I feel that I have a pretty solid foundation, and with the wonderful communities of WoPAs I am a part of online I have many resources to learn and grow and feel validated. I have been working on being okay with my bishop and my therapist not really getting my pain. I was told 1 (or 5) too many times to support B, so I had pretty much written them both off as potential support people for my own healing.

Yesterday we returned to therapy. Our therapist started by telling us there were a couple things he wanted to do with the time the first of which was talk to me alone. We were both kind of surprised but said okay. B stepped out after a few more minutes. Then our therapist told me he had been wanting to talk to me alone for a while to see how I am doing and give me an opportunity to fully express myself and what I am going through. He apologized that it hadn't happened sooner and said that he felt he needed to get B a few tools first because he was in dire need of them. (I agree with that). He also told me that earlier in the week he had attended a bishopric training and my bishop had spoken to him and told him that if I desired my own therapy session, separate from the couples session, that funding would be available to help me get it.

What the what!?

When my bishop asked recently how therapy was going I said it was going well, but I don't think the therapist totally understands what spouses go through and I don't talk much. I expressed that it really was going well and helpful so far despite this. The fact that he HEARD me, and went about being an instrument in the hands of the Lord to ensure that I got help in a way he couldn't offer is amazing.
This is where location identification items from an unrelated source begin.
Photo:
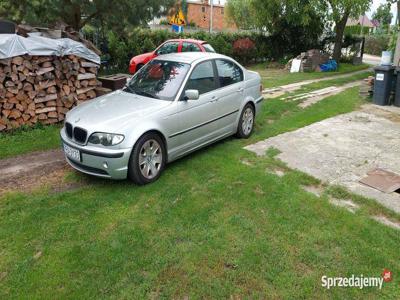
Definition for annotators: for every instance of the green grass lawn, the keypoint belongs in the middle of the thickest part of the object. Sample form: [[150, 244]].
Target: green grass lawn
[[216, 225], [277, 77], [22, 141]]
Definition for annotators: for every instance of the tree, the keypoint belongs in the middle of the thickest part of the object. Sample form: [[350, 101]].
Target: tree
[[383, 14], [339, 12], [78, 13], [241, 13], [293, 25]]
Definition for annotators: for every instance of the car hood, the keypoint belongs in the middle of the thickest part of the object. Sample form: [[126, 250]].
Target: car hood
[[114, 111], [142, 57]]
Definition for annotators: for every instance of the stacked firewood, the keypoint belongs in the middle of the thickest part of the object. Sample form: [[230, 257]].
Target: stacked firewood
[[43, 88]]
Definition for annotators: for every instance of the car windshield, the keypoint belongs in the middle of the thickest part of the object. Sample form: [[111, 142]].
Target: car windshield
[[158, 79], [208, 48]]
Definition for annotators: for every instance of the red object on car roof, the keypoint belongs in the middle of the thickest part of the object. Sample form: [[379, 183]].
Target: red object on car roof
[[170, 46]]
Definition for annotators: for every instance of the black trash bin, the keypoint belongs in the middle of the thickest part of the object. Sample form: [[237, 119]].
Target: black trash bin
[[397, 89], [383, 84]]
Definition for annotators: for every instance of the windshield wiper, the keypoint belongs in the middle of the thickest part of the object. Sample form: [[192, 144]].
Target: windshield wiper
[[128, 89], [146, 94]]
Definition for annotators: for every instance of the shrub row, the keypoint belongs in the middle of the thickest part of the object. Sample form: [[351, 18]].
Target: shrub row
[[121, 49], [375, 44]]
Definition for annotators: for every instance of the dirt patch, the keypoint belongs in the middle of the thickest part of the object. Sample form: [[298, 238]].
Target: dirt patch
[[314, 189], [347, 204], [387, 222], [280, 90], [391, 113], [27, 172], [342, 150]]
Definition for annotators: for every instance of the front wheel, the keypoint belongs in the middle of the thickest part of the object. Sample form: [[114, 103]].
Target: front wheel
[[246, 122], [147, 159]]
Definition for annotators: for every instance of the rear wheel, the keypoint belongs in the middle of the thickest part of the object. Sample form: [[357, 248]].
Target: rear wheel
[[147, 159], [246, 122]]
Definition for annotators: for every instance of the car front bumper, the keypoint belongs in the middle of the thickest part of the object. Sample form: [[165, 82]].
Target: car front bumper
[[106, 163]]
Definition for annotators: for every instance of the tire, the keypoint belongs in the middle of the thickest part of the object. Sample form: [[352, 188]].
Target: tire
[[143, 168], [246, 122]]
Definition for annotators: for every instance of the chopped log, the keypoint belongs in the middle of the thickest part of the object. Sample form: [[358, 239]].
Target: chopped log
[[6, 112], [51, 103], [87, 64], [28, 87], [52, 90], [86, 76], [52, 114], [84, 90], [47, 64], [42, 117], [66, 89], [42, 71], [46, 98], [15, 114], [45, 110]]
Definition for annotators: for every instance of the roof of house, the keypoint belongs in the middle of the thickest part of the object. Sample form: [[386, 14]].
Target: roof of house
[[362, 20]]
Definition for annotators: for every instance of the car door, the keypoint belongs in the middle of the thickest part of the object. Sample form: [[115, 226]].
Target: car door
[[230, 94], [197, 117]]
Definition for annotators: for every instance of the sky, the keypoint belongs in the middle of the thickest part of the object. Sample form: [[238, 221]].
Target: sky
[[376, 3], [374, 6]]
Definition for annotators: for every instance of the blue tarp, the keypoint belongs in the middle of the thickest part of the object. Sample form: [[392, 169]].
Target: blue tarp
[[14, 45], [331, 65]]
The fact that the therapist HEARD the bishop, and probably the spirit, and reached out to me is amazing. The fact that B was totally in support of the added session and the time taken yesterday for me during our session in amazing.

What I felt most was a warm embrace from my Savior and a reminder that I am loved, I am not forgotten, and I matter. My trial matters too, it need not be overshadowed by B's trial. It has been wonderful to feel the love from all three of these men as they followed the promptings of the spirit and shared my Savior's love for me. As WoPAs we band together and rise above and that has been such a huge support and probably the biggest factor in my healing. I will say though, having men (who have heretofore been either the cause of my pain, or just unable to understand or help at all) tell me my pain is important as well has been pretty darn great.

Wednesday, February 4, 2015

Music is a Tender Mercy

Music is so wonderful and can speak to my heart on days when nothing else can get through. Lately I'm LOVING Katy Perry's "Roar." 


I'm so grateful for the wonderful women who have gone before me and are forging a path through this darkness that others can follow. There was a thread on a facebook community I'm a part of that gave song suggestions for WoPAs and it has helped me get through this week. I know I'll use the music as a part of my life for a long time to come so I'm just grateful today. 

Thank you lady friends for sharing in your struggle, your ups and downs, your faith and doubts, your path that others may learn, feel validation, know they aren't alone, grow, and find their own path.